Authors: Sharma, Ritu; Gulati, Sarita; Kaur, Aman; Chakravarty, Rupak;

Users' Sentiment Analysis toward National Digital Library of India: a Quantitative Approach for Understanding User perception

Abstract

Sentiment analysis is also known as opinion mining. Sentiment analysis is contextual mining of text which identifies and extracts subjective information in textual data. It is extremely used by business, educational organizations, and social media monitoring to gain the general outlook of the wide public regarding their product and policy. The current study looks for gaining insights into user reviews on the National Digital Library of India (NDLI) mobile app (android and iOS).

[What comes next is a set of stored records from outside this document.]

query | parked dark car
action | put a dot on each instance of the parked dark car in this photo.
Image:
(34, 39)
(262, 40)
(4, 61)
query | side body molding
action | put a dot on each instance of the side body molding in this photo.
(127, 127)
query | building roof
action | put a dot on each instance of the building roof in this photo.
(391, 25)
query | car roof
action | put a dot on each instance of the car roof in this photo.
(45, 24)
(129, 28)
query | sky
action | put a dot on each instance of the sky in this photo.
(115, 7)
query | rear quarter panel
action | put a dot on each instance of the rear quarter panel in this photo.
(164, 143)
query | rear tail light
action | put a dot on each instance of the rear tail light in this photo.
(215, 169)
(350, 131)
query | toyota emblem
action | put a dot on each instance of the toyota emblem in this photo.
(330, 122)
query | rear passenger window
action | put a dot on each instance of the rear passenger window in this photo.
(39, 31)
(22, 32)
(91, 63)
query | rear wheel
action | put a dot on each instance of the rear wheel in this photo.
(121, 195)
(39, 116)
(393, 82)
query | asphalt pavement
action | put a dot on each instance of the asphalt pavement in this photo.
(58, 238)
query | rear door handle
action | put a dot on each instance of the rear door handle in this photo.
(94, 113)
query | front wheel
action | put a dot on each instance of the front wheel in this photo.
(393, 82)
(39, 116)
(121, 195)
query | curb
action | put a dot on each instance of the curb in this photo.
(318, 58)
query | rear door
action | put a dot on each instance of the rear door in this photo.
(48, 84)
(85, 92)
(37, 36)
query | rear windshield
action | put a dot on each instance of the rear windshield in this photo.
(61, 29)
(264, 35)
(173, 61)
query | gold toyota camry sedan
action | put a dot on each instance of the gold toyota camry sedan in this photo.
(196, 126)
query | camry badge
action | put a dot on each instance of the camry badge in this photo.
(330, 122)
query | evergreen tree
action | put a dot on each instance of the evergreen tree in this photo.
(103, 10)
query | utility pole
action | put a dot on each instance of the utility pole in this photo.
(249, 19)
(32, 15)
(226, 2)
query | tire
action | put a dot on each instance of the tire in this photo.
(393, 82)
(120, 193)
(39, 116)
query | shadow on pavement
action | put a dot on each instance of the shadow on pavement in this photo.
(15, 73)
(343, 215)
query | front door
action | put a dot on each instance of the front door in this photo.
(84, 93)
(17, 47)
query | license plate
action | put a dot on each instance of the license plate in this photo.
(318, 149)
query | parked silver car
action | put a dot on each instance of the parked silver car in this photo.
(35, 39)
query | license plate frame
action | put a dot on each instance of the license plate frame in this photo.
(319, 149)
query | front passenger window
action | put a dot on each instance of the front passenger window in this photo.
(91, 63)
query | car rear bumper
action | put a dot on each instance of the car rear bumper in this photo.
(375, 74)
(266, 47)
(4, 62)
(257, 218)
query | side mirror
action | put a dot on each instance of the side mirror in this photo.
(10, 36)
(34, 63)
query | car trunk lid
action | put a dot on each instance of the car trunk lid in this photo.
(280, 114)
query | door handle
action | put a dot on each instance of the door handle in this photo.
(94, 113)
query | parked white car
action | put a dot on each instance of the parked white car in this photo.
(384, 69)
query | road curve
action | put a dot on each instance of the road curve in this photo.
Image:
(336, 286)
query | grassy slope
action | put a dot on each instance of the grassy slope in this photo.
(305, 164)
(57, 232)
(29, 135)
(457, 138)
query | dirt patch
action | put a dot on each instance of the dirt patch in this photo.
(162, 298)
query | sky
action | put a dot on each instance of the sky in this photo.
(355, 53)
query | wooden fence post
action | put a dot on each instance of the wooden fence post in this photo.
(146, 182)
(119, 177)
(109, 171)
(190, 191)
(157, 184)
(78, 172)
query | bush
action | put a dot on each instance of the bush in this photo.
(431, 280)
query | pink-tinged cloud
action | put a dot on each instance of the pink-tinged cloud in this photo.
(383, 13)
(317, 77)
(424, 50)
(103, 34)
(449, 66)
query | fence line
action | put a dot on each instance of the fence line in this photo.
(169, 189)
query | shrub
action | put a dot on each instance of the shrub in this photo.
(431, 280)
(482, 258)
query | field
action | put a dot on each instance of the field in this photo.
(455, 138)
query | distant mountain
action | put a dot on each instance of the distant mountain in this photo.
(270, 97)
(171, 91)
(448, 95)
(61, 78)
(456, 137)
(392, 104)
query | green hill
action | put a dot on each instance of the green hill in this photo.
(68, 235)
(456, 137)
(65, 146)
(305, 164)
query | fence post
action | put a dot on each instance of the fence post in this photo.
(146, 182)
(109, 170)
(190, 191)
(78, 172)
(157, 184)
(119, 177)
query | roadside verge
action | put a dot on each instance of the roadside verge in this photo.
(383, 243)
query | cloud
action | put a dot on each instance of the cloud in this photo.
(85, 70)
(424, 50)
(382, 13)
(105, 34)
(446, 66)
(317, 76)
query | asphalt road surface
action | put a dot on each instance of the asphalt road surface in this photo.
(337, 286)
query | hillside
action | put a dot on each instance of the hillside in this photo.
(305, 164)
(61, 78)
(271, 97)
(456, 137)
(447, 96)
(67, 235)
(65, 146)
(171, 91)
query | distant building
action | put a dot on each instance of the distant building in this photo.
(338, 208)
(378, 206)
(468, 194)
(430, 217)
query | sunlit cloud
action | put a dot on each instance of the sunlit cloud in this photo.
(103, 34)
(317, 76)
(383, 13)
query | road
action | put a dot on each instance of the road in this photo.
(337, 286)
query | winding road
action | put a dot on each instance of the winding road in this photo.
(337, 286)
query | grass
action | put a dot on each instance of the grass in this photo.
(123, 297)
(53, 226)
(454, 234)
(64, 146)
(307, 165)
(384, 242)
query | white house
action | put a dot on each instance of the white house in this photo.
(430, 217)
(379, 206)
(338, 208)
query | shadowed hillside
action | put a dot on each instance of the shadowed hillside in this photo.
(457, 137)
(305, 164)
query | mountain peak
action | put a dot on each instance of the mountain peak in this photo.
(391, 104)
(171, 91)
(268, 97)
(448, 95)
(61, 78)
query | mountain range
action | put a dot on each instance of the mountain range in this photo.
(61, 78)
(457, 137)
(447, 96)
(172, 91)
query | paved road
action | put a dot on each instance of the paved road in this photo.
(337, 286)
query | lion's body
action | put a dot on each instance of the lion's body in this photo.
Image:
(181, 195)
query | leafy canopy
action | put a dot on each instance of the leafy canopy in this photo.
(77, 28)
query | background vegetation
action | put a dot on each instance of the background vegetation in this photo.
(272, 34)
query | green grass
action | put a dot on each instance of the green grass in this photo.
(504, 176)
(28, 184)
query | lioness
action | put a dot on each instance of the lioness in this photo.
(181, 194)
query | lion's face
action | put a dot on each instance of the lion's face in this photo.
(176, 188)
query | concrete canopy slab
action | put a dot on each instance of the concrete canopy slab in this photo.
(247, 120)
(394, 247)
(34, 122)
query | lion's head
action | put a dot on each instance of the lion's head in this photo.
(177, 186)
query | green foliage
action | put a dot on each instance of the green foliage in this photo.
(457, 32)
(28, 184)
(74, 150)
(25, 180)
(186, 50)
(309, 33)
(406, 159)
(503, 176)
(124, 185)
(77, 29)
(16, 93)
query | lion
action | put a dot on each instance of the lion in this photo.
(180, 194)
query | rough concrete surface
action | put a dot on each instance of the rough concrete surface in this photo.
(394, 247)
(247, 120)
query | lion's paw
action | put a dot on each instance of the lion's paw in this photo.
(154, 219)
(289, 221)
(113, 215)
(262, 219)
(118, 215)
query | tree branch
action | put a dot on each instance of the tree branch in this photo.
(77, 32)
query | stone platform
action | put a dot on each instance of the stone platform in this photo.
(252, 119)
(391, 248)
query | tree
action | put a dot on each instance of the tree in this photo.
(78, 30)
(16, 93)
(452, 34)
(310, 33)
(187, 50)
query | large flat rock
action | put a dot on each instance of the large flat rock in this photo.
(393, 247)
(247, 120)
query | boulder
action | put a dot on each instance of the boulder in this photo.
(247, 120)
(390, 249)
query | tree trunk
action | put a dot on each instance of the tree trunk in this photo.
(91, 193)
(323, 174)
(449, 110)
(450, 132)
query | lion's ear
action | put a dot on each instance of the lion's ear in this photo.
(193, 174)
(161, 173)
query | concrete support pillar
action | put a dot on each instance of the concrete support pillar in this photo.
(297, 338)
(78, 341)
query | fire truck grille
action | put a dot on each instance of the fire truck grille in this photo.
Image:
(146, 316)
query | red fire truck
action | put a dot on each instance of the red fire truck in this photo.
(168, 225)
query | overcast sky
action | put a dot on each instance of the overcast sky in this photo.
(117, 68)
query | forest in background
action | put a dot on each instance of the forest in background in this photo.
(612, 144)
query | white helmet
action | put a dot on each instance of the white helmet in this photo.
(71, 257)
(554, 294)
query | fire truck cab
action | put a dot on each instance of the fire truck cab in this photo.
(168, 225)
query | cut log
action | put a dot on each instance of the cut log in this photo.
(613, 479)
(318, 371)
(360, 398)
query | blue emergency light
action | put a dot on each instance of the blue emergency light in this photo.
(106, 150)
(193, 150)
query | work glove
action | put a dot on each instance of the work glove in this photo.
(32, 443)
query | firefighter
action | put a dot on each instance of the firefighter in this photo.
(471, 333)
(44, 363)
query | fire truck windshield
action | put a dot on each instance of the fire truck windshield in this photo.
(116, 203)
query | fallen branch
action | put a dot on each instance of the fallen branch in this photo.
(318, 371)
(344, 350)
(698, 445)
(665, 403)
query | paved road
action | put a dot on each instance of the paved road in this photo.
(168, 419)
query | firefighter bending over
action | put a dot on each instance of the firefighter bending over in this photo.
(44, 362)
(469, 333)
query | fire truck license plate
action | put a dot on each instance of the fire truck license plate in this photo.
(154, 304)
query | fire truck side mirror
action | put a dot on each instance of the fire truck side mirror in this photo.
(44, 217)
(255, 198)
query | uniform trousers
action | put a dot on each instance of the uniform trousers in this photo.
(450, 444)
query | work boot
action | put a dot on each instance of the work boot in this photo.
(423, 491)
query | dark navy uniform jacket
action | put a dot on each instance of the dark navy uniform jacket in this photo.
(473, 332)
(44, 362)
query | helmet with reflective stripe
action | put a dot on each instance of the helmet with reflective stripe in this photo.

For this purpose, sentiment analysis will be used. It yields an average of 3.64/5 ratings based on 11,861 reviews. The dataset includes a total of 4560 user reviews in which iOS and the android app have received 33 and 4527 reviews respectively as on 7th Sept 2021. AppBot and AppFollow analytics software is used to extract and collect user review information as raw data. The study shows the reviews of the NDLI mobile app as 2130 positive and 1808 negative sentiments for android & 6 positive and 22 negative sentiments for iOS. The overall sentiment score is found to be 66%. The results of the sentiment analysis show that Android users are more satisfied as compared to iOS users. The most frequent complaints made by the users are functional errors, feature requests and app crashes. Some of the major issues that users have complained about are books that need to be downloaded before reading and some pdfs are blank once opened. The value of this research is getting an insight into the behaviour of users towards using apps on different platforms (Android vs iOS) and provides valuable results for the app developers in monitoring usage and enhancing features for the satisfaction of users. The findings reveal that stakeholders/developers need to pay more attention to make the app more user-friendly.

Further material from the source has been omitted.